Lechería

Cae producción de leche por ola de calor y mueren vacas

Algunos predios estiman pérdidas de 20% y afinan manejo.

GANADO VACUNO TOMANDO AGUA EN BATEA, GANADO HOLANDO, VACAS LECHERAS, TAMBO EN SAN JOSE, RECORRIDA POR SEQUIA EN CAMPOS DEL DEPARTAMENTO DE SAN JOSE, ESCASEZ DE LLUVIAS, ND 20090102 – INES GUIMARAENS

Pablo Antúnez.

El estrés calórico está afectando fuerte a la lechería. En algunas zonas se estiman pérdidas de entre 15% y 20% en la producción de leche y en Colonia, incluso,  hay casos de vacas muertas, sumando estrés calórico y problemas de manejo, como la rotura de piletas que las deja sin agua.

“El ganado se resintió mucho en estos últimos días. Limitó el consumo de alimentos durante el día y no quieren más que estar a la sombra y tomar agua. Eso hizo bajar fuerte la producción”, afirmó Fernando Valverde, presidente de la Intergremial de Productores de Leche (IPL).

Valverde recordó que si bien a nivel general las pasturas están bien, en algunas zonas también están siendo afectadas por el calor, pero “no es nada alarmante. Lo más complicado hoy el estrés calórico porque llevamos muchos días con temperaturas muy elevadas”, explicó. En su caso la producción de leche cayó entre 15% y 20%.

“Si bien estamos en una época donde están comenzando los partos, no estamos con buenas producciones de por sí,  el calor está afectando fuerte”, agregó. La necesidad de “secar las vacas” para prepararlas para los partos de otoño siempre hacen bajar la producción de leche en los predios, porque hay menor volumen de animales en lactancia.

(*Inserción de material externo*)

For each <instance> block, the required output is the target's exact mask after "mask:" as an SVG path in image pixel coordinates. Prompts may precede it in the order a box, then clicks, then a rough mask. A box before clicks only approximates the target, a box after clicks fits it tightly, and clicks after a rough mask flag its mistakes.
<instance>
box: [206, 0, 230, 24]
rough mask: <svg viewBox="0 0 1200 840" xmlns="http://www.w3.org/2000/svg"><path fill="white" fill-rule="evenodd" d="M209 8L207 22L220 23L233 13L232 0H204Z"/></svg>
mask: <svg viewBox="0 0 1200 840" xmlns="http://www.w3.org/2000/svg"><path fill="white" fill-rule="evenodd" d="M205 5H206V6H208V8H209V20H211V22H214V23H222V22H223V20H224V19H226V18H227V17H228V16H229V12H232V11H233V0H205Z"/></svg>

Por su parte, Dario Jorcín, productor de Colonia y asesor lechero que ordeña más de 2.500 vacas día, también aseguró a El País que hay pérdidas productivas de 20% y en algunos casos algo más. “Hay tambos con 500 o 1000 litros menos”, destacó Jorcín.

También reconoció que se está secando mucha vaca para los partos de otoño, destacando que que “vacas de 18 o 19 litros diarios bajaron a 14 litros. Los animales no quieren comer y cortan la ingesta de alimento temprano en la mañana”, aseguró Jorcín. La ventaja es que las noches todavía están frescas y eso ayuda a los animales a bajar un poco la temperatura corporal y alimentarse durante las horas de frescor.

Jorcín aseguró a El País que “se ven animales de lengua afuera y sufriendo mucho durante el día”, producto de la ola de calor.

A su vez, el asesor reconoció que se debe estar muy alerta  sobre el ganado y exhortó a cuidar mucho el manejo de los animales. “Han muerto vacas en Colonia por el calor, pero principalmente porque quedaron sin agua al romperse alguna pileta o problemas así y los animales se desesperan”, agregó.

El estrés calórico no es un problema nuevo en Uruguay y ha sido muy estudiado por el Instituto Plan Agropecuario. Cuando el calor supera el rango de confort del animal, pone en marcha mecanismos que afectan su consumo energético -como el aumento de la respiración- y bajan la producción.